Today's Scripture Reading (March 9, 2020): 2 Chronicles 31
Revival has
always been a force within the Christian movement. The truth of life is that we
often become used to what we do. We justify our actions and see no need to
change. And then, revival comes. Revival is essentially a thin space between God
and us. For the reason that only God knows, his presence becomes more real at
the site of the revival. We sometimes try to hold revival meetings, but the reality
is that we cannot produce a revival with our actions. When revival strikes, it
is a God thing. Often it is preceded by the urgent prayers of the people that
God needs to do something, that we, his people, need a fresh touch of his spirit.

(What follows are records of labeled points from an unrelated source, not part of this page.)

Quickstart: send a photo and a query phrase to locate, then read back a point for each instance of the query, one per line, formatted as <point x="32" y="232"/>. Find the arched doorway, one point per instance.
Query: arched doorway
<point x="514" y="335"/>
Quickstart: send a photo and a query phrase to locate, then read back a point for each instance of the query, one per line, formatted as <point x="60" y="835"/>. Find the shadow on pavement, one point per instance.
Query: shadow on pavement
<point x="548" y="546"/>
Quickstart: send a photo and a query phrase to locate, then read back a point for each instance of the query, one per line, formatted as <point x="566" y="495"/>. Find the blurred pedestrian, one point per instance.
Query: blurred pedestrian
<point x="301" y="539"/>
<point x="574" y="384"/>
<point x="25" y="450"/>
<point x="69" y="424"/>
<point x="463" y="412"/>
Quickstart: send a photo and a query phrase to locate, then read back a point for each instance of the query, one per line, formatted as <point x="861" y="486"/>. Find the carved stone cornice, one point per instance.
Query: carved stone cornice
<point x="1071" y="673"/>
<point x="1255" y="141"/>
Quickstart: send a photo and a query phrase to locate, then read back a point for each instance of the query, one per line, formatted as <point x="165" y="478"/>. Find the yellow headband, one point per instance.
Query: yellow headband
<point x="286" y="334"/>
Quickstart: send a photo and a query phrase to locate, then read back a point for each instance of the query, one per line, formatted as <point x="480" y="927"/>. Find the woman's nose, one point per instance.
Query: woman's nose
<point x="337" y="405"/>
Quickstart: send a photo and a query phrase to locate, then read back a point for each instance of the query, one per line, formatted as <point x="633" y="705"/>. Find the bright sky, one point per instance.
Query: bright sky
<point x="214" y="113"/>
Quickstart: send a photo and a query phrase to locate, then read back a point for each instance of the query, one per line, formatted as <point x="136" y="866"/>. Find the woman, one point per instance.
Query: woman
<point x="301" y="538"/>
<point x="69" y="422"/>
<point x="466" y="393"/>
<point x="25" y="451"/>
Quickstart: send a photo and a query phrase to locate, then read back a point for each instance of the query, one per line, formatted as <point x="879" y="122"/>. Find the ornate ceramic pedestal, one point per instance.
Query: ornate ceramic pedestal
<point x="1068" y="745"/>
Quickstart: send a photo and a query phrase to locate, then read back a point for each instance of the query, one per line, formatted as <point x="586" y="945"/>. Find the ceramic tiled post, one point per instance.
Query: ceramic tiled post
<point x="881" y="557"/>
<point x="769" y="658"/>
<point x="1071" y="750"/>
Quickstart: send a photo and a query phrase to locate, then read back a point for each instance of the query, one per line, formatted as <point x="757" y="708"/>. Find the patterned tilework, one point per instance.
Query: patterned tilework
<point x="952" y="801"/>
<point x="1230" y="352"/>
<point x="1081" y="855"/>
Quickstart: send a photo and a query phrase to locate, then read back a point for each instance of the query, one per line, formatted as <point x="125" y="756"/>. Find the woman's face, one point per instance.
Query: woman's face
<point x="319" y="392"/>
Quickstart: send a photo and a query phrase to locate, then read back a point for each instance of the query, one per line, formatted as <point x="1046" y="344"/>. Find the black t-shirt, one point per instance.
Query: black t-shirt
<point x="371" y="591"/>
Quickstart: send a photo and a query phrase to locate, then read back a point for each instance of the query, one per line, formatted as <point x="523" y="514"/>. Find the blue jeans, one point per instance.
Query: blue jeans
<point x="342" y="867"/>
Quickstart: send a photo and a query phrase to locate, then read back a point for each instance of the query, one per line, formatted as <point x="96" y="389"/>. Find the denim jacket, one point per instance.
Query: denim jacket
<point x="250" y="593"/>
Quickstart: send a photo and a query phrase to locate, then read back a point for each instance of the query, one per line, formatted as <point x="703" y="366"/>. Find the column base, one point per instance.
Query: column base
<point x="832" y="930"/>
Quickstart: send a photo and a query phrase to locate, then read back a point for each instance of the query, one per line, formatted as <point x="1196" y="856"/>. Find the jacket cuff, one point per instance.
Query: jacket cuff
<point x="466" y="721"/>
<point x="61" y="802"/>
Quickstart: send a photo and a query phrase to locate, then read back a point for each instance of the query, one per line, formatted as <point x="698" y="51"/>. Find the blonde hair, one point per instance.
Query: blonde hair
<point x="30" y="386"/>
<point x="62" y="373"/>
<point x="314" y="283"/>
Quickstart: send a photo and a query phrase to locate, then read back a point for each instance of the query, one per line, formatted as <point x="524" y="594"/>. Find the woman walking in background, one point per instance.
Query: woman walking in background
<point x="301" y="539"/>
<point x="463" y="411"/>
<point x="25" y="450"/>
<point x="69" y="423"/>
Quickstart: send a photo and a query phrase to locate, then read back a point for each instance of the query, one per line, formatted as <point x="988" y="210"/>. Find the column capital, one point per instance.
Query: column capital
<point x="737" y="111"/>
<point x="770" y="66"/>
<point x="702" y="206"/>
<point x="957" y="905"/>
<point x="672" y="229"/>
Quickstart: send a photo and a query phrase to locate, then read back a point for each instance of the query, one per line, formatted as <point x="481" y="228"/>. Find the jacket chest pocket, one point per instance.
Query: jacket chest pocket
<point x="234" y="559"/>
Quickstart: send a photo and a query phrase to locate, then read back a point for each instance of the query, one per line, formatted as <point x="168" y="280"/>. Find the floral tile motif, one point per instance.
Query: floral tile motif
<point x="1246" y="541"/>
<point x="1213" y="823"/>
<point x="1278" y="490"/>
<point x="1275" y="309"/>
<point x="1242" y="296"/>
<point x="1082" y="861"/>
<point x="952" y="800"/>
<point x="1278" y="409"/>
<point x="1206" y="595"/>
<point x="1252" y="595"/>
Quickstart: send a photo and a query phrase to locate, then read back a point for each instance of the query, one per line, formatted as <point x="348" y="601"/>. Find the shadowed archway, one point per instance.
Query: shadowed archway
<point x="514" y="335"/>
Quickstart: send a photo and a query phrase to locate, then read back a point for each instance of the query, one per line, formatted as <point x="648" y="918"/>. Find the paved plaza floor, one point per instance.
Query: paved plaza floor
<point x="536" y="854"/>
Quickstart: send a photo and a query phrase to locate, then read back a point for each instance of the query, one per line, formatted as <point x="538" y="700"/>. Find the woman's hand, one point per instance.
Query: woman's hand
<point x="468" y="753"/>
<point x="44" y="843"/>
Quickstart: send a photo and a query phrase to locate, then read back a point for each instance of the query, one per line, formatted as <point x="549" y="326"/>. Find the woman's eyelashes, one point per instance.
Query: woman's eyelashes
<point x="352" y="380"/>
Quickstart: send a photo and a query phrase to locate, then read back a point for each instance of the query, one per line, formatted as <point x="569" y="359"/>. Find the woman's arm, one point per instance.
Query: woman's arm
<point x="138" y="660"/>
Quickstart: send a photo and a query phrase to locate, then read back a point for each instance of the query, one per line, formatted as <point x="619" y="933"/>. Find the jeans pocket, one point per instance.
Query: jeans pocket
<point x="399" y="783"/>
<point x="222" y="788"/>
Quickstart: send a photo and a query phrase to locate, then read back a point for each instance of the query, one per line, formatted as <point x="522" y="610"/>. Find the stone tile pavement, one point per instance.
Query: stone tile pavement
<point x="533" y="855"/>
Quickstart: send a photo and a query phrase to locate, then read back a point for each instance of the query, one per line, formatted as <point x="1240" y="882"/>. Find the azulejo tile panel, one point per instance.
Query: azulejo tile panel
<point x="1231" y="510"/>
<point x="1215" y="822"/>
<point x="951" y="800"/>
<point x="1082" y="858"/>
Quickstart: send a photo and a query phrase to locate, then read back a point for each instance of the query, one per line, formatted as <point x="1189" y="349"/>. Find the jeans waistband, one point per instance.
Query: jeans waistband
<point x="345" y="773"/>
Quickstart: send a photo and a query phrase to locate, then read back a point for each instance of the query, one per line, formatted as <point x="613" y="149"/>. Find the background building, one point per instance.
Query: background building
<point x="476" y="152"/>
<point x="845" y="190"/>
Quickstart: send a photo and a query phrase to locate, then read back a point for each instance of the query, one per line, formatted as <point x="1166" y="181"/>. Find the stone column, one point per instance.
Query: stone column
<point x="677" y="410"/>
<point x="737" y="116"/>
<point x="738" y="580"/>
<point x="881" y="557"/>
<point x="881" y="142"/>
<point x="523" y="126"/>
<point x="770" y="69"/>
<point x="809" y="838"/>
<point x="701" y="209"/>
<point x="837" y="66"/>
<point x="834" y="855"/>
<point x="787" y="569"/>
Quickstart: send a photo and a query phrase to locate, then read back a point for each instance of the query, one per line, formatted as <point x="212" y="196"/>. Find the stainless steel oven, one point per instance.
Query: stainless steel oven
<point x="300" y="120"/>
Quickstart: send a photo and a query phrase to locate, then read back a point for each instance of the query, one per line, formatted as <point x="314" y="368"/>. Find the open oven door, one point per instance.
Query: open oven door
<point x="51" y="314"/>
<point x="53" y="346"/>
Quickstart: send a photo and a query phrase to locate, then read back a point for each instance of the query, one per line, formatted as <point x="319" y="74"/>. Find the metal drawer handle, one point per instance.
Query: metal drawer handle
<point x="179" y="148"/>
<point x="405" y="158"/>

And, sometimes, God answers our prayers. And when revival comes, all we can do
is repeat the refrain from William Mackay's old hymn.
Hallelujah! Thine the
glory.
Hallelujah! Amen.
Hallelujah! Thine the glory.
Revive us again.
I remember a doctor
telling me about the Saskatoon Revival in Canada in the early 1970s. He had
been convicted about his "theft" of a couple of thermometers from a
hospital early in his career. And no matter how hard he tried, he could not get
that sin out of his mind until he went back to make restitution. It was a small
thing. I think the hospital probably felt that he was out of his mind, I mean,
it was something that most doctors had accidentally done during their careers. But
this event, decades in the past, shaped him and came crashing back as God
created a thin space between the two of them, and what was normal was simply
not acceptable.
We need a
revival; I need a revival. I need to understand that what is normal is not
acceptable. God has taken a lower and lower role, not just in the church, but
in our lives, and something drastic needs to change so that we realize that
serving God is a higher, and more pressing, calling than we seem to understand.
Revival is the
best term to describe what happened at that first Passover since the cleansing
of the Temple during the reign of Hezekiah. We can probably date this event to
somewhere around 714 B.C.E. Hezekiah had called Judah and the remnant that was
left in Israel after the Assyrian Captivity, especially those from the tribes
of Ephraim and Manasseh, to come to the Temple to celebrate Passover. And
there, God had created a thin space. He spoke directly to the hearts of the
people. And as the people worshipped God in Jerusalem, they realized that what
had become normal was not acceptable. They wept and repented of their sins, and,
when they returned home, they carried the change of Jerusalem with them, and
they destroyed things in their lives that were opposed to the God who had met
them in Jerusalem. The thin space in Jerusalem had changed their lives; it had
marked them in a way that no worship experience had ever marked them before. And
a national revival was the result.
Lord, we need
your revival once more. Revive us again.